Причуда

Топорков Владимир Фёдорович

Ночь шуршала дождём, будто мерно листала книжные страницы, звенькала незакреплённым оконным стеклом, шелестела осинником. В другое время под эту монотонность спалось бы сладко и безмятежно, но сегодня Ершову хоть глаза коли – пропал сон, отлетел напрочь. Будешь завтра целый день разбитой головой маяться, носом клевать. А всему причина – письмо Любахино. Угораздило сестрицу разбередить старое, отболевшее, словно в затухающем костре прутиком пошевелить…

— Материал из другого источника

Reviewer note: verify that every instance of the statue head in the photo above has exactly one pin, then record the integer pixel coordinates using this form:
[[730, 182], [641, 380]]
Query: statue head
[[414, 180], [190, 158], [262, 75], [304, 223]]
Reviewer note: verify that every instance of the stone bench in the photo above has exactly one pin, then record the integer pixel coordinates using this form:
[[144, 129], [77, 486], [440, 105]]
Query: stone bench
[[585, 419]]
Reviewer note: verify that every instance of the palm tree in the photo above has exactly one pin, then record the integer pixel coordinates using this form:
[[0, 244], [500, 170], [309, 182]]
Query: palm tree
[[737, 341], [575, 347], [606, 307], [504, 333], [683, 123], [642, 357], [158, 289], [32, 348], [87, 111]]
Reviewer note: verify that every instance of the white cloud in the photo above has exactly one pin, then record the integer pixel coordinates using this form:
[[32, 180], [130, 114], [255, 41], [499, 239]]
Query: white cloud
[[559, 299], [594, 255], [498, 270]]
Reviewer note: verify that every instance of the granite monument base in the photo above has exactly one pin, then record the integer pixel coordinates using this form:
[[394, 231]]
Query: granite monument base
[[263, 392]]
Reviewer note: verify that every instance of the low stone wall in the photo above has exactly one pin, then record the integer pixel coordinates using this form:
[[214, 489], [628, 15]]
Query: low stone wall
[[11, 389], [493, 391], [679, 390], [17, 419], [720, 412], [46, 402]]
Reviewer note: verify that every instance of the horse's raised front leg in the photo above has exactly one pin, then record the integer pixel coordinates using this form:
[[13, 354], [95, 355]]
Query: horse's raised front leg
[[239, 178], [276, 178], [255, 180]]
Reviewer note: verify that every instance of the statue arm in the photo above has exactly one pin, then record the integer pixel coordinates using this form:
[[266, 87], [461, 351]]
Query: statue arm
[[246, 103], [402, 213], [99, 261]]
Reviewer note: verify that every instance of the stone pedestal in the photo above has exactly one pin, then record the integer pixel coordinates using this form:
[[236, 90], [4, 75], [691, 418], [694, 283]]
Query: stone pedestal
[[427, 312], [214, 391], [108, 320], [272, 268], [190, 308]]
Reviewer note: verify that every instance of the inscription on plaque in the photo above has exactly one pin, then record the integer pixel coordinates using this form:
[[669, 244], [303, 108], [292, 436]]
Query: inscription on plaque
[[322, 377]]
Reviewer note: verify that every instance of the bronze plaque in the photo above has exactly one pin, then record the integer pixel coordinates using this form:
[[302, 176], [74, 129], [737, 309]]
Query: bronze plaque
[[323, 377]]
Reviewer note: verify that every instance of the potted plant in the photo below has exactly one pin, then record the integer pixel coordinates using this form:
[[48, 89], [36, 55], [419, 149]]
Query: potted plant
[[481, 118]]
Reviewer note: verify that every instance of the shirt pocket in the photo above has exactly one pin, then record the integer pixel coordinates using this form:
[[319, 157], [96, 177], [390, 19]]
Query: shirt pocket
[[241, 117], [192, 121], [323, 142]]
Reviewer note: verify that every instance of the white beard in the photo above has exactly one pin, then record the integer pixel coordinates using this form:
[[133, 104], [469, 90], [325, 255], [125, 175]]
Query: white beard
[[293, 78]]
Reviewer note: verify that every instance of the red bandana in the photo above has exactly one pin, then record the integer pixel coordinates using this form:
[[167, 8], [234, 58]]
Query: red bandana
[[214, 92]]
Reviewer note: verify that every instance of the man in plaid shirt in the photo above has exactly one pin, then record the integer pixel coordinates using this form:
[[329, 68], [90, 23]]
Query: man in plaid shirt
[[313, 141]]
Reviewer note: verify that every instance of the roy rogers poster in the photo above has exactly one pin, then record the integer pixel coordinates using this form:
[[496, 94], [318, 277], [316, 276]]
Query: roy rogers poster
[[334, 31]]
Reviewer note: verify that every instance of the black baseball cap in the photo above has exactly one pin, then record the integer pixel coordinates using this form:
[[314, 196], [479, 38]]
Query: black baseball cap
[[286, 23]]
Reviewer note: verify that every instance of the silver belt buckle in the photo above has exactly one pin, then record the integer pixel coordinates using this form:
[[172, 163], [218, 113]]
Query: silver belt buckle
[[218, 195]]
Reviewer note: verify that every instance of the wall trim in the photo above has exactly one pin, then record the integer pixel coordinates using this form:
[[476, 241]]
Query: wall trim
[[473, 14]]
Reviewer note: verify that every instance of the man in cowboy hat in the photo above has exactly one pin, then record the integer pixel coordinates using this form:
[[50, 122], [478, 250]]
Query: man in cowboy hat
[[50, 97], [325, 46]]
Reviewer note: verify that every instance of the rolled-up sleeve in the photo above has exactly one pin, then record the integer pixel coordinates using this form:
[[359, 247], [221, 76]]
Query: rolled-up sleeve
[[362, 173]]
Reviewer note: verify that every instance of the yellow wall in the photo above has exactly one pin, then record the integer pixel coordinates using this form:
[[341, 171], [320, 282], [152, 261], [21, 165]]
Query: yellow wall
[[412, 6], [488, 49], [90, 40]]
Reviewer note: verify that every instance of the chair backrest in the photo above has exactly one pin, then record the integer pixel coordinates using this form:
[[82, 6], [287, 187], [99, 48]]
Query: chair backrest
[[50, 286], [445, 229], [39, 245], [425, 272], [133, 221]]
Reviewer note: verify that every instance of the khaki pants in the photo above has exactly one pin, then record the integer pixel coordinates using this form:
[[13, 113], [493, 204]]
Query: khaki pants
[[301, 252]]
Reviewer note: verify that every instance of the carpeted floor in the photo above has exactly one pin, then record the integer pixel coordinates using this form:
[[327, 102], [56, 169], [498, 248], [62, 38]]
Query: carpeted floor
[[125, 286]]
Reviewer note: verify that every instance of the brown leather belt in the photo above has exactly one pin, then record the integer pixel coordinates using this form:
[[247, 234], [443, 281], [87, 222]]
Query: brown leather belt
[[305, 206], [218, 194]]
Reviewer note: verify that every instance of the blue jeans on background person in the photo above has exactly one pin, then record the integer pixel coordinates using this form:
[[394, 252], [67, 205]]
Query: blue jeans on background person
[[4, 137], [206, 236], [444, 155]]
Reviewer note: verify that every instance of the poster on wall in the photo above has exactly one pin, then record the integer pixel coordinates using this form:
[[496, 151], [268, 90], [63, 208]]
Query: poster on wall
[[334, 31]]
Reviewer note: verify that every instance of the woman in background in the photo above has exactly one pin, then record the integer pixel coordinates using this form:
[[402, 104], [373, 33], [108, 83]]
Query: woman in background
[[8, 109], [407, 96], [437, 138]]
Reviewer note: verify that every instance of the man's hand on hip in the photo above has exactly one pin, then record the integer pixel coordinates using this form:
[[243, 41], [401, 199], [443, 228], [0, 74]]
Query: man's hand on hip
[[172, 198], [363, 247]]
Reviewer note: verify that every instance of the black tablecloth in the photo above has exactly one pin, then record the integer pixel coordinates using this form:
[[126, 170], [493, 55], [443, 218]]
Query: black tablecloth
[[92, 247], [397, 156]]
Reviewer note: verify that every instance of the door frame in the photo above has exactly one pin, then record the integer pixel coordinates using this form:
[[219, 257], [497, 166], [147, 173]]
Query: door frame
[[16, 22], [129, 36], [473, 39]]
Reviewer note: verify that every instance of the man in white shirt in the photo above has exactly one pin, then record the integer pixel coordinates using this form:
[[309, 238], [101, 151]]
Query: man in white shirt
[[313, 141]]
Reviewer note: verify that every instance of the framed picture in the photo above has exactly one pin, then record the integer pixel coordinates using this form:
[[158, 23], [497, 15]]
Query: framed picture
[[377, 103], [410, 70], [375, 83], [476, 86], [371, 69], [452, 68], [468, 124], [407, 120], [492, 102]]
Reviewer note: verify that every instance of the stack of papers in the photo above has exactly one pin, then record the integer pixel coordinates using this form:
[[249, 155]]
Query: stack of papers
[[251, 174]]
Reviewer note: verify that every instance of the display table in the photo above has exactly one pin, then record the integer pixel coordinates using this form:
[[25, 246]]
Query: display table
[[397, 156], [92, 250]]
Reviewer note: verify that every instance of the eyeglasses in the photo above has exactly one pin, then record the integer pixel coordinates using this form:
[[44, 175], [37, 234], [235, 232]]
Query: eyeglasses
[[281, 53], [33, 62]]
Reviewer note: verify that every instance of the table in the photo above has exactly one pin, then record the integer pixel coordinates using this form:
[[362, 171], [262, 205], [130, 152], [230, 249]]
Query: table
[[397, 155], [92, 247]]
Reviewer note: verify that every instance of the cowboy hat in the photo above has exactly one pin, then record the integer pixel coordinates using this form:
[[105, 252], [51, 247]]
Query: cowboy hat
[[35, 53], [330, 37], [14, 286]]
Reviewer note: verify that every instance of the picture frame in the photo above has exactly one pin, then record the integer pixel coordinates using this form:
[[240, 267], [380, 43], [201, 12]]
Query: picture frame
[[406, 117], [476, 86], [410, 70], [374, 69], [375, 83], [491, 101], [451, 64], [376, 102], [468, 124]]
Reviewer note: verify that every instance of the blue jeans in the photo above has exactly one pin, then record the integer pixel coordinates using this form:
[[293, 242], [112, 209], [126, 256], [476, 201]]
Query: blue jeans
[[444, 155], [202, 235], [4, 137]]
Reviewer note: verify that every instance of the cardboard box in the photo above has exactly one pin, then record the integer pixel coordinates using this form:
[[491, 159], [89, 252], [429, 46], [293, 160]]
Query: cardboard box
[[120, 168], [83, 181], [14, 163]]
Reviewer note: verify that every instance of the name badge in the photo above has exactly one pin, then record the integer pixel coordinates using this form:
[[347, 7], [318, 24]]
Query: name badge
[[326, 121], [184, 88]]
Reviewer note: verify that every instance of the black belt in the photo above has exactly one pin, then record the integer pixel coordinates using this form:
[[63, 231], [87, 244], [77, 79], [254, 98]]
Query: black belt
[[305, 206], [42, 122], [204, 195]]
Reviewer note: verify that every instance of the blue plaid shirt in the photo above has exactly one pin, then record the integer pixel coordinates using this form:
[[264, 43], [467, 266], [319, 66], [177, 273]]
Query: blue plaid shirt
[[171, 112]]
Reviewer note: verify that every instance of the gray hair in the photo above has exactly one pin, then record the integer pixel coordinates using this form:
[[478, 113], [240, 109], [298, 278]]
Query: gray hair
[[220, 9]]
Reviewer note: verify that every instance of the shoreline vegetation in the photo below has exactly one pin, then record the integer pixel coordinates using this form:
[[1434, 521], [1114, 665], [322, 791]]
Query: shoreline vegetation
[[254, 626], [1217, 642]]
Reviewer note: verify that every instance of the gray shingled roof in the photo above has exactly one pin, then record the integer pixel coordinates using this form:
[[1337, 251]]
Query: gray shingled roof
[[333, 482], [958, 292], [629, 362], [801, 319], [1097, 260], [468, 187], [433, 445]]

Любаха писала редко и коротко, как будто кто под руку толкал: живы, здоровы, ребята растут, с деньгами туговато, разлюбезный муженёк не умнеет. А в конце – привет от соседей, от всех чохом. Ершов привык к таким письмам, прочитывал их, откладывал и спокойно жил дальше. Сам он тоже сестре писал редко, да и вообще не любил письма: казённая вещь – бумага, не всё ей поведаешь, что на душе у тебя.

На этот раз Любаха прислала письмо обстоятельное. И даже в почерке степенность, неторопливость угадывалась – буковка к буковке, как бусинки, нанизаны. Писала сестра о своём житье-бытье чуть иронически, дескать, близок локоток, да не укусишь, «сама, дура, глядела – за такого летела» (из частушки слова выцарапала), теперь расхлёбывай кашу одна». А дальше на слезливый тон перешла. «Дорогой мой братец, – писала она, – была недавно я на нашем подворье, и такая меня злыдень-тоска за горло взяла – видно, рассыпаются нашей мамани косточки. Дом наш родительский приходит в такую негодность, будто на беспутном мужике сапоги, – дыра на дыре. И подумала я, а ведь есть у нашего дома хозяин – может, тоже беспутный, не мне судить, потому и пишу тебе это письмо: гоже ли своё гнёздышко пускать по ветру, как сентябрьскую паутину? Сам знаешь, Вася, мне туда перебираться не с руки – как-никак казённая квартира, да и средств кот наплакал. А тебе бы сейчас перетряхнуть дом, и он бы новой монетой заблестел. Любо было бы туда приходить. А что работы касается, то в городе её тоже хватает, без дела никто не сидит, любой мужик, мало-мальски с головой, две сотни выколачивает. Так что бросай ты, Вася, свой колхоз, на нём белый свет клином не сошёлся. А если не приедешь – пропиши, как мне с домом поступать, продать усадьбу или ещё как…»

Материнский дом был незаживающей раной Ершова. Уж сколько лет прошло, как покинул родной порог, а приходит весна, обольются молоком сады – и потянет туда, в степной городок, небольшой, приветливый, чистенький. И сны на один манер снятся: идёт Василий родной улицей, под ногами мурава до зелени в глазах разливается, а на крыльце мать – седые волосы зачёсаны гладко, кофточка с оборкой – и всё рукой машет, к себе зовёт…

Каждую зиму Ершов себе клятву давал: придёт весна, плюну на всё, два дня затрачу, а дома побываю. Но приходила весна, и работа к горлу свой нож приставляла: то с севом заполышка получалась, то блоха на свёклу бросилась, то клевера погибли, а скот кормить нечем: думай, голова, картуз купим, – и так пол-лета пролетит, дальше сенокос, уборка, а осенью на родину ехать Ершову самому не звалось – не хотел себе портить впечатление: приедешь – грязь, серость, и ляжет всё это тягостным грузом на сердце.